A second Super-Earth 111 light years away discovered

Astronomers from the European Southern Observatory (ESO), revealed that a little-known exoplanet called K2-18b could well be a scaled-up version of Earth.

Just as exciting, the same researchers also discovered for the first time that the planet has a neighbor.

Above, K2-18b could very well be a scaled-up version of Earth.  Illustration by Alex Boersma

Both planets orbit K2-18, a red-dwarf star located about 111 light years away in the constellation Leo. When the planet K2-18b was first discovered in 2015, it was found to be orbiting within the star’s habitable zone, making it an ideal candidate to have liquid surface water, a key element in harbouring conditions for life as we know it.

The data set used by the researchers came from the High Accuracy Radial Velocity Planet Searcher (HARPS) using the ESO’s 3.6m telescope at La Silla Observatory, in Chile. HARPS allows for measurements of radial velocities of stars, which can be affected by the presence of nearby planets, to be taken with the highest accuracy currently available. The instrument makes it possible to detect very small planets orbiting those stars.

Lead author Ryan Cloutier, a PhD student in U of T Scarborough’s Centre for Planet Science, U of T’s Department of Astronomy and Astrophysics, and Université de Montréal Institute for research on exoplanets (iREx).

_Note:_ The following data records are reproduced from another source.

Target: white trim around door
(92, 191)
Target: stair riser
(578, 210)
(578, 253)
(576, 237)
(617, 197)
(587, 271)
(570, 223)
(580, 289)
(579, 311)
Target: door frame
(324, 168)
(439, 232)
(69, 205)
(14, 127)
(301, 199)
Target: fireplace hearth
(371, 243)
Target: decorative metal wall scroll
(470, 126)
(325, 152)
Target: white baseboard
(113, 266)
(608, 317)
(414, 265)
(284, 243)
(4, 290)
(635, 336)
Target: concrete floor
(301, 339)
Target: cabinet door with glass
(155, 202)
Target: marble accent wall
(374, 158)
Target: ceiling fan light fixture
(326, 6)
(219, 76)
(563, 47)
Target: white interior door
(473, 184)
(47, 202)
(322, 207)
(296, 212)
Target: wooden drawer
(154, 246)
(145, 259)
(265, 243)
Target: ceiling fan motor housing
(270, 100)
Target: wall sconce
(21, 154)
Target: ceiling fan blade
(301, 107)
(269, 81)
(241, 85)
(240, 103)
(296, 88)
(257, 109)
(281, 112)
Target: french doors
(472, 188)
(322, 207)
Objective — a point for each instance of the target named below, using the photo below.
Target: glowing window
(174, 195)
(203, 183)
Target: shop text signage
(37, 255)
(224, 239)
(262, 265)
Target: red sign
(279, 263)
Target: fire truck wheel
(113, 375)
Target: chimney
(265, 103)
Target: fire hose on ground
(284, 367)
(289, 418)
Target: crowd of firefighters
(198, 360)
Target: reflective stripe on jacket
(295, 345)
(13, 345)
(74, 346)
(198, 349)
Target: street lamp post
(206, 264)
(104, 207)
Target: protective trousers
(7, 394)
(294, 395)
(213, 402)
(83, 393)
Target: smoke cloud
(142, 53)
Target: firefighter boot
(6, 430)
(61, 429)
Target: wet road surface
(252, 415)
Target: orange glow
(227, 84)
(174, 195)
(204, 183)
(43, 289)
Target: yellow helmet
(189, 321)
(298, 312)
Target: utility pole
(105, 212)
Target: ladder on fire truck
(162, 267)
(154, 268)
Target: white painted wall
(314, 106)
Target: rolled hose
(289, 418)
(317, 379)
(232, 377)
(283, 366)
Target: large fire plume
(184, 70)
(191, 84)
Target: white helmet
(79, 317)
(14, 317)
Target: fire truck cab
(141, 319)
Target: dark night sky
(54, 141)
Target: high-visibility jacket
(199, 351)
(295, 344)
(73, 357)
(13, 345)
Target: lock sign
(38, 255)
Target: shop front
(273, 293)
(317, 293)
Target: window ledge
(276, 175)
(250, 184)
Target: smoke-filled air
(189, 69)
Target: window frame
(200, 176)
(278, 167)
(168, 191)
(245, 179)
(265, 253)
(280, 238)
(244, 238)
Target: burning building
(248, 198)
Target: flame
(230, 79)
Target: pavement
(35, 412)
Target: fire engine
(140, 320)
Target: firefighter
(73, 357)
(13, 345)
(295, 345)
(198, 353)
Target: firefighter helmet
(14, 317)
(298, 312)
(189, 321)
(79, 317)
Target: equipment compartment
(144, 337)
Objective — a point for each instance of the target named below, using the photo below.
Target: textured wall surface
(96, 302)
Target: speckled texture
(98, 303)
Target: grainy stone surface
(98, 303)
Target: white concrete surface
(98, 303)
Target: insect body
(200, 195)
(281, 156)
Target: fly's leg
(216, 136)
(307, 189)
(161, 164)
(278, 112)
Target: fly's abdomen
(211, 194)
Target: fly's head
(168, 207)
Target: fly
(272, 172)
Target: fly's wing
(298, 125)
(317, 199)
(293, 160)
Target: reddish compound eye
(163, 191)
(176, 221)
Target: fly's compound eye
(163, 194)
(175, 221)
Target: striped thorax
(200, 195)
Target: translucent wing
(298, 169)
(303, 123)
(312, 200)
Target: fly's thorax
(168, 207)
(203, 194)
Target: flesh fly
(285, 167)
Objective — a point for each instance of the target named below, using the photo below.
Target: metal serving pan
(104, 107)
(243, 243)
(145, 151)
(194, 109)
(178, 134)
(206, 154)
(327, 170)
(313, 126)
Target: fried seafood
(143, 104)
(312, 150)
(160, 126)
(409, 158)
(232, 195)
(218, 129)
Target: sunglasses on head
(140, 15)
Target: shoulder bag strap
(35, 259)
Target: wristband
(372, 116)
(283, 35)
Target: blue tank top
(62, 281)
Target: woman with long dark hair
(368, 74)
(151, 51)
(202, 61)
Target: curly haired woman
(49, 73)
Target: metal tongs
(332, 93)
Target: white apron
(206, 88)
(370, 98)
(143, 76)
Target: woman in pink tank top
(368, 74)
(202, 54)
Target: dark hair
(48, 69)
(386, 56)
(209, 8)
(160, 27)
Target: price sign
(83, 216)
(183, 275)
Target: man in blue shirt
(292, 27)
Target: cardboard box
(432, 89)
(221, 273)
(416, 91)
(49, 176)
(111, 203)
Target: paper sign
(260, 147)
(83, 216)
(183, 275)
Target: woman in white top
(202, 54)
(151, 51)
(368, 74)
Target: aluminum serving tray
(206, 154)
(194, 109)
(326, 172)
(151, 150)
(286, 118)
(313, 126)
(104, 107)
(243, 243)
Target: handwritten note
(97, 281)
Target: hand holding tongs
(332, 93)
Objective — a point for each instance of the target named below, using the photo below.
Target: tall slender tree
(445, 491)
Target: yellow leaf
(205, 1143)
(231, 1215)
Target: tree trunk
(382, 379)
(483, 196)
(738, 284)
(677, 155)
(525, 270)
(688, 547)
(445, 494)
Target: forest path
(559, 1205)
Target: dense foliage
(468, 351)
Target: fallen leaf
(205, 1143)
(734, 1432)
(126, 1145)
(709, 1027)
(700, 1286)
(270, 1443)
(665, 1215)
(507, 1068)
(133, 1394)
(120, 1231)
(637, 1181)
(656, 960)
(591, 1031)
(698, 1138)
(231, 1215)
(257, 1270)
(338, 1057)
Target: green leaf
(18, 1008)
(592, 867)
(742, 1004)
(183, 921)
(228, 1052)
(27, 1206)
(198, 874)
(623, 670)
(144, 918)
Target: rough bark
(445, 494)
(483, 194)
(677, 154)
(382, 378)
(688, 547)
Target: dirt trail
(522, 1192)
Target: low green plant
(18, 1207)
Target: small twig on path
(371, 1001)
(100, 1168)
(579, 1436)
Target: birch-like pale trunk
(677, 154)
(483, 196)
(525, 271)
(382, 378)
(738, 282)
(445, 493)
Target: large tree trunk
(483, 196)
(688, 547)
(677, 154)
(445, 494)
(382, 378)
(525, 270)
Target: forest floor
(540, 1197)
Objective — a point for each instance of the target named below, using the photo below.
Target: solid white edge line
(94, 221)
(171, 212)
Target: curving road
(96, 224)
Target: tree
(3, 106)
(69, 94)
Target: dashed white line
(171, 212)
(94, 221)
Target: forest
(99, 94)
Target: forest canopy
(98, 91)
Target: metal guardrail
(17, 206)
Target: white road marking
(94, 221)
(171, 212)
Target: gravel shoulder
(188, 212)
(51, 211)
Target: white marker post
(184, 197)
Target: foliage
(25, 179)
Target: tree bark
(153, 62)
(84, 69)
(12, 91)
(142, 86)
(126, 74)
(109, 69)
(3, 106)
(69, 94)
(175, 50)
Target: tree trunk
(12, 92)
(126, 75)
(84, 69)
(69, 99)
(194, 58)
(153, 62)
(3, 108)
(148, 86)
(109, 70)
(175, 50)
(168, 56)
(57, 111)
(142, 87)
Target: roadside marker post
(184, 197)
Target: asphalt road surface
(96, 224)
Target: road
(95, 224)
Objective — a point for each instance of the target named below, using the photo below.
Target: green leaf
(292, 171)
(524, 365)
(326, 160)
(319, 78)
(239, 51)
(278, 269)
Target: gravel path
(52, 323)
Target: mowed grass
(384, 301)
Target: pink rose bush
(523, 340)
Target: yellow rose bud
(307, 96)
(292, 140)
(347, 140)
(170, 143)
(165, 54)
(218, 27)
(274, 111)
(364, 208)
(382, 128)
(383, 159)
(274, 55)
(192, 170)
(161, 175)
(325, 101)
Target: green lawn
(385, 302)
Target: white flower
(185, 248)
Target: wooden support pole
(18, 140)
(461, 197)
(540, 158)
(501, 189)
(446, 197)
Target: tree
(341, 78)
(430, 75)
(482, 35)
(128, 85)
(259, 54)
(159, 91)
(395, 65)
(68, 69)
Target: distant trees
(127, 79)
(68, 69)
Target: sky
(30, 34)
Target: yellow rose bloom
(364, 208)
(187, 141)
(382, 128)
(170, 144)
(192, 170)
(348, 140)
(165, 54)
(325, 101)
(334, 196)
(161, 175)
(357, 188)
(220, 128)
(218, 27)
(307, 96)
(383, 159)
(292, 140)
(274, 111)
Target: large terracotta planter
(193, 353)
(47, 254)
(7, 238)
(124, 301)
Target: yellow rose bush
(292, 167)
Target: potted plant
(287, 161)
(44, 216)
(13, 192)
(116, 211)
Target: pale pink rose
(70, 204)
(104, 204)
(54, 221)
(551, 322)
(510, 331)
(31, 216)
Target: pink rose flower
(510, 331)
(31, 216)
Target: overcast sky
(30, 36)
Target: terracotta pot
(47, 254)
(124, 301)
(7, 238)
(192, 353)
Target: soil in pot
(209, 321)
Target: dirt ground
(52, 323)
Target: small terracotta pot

“Being able to measure the mass and density of K2-18b was tremendous, but to discover a new exoplanet was lucky and equally exciting.

If you can get the mass and radius, you can measure the bulk density of the planet and that can tell you what the bulk of the planet is made of.

With the current data, we can’t distinguish between those two possibilities,” he says. “But with the James Webb Space Telescope (JWST) we can probe the atmosphere and see whether it has an extensive atmosphere or it’s a planet covered in water.”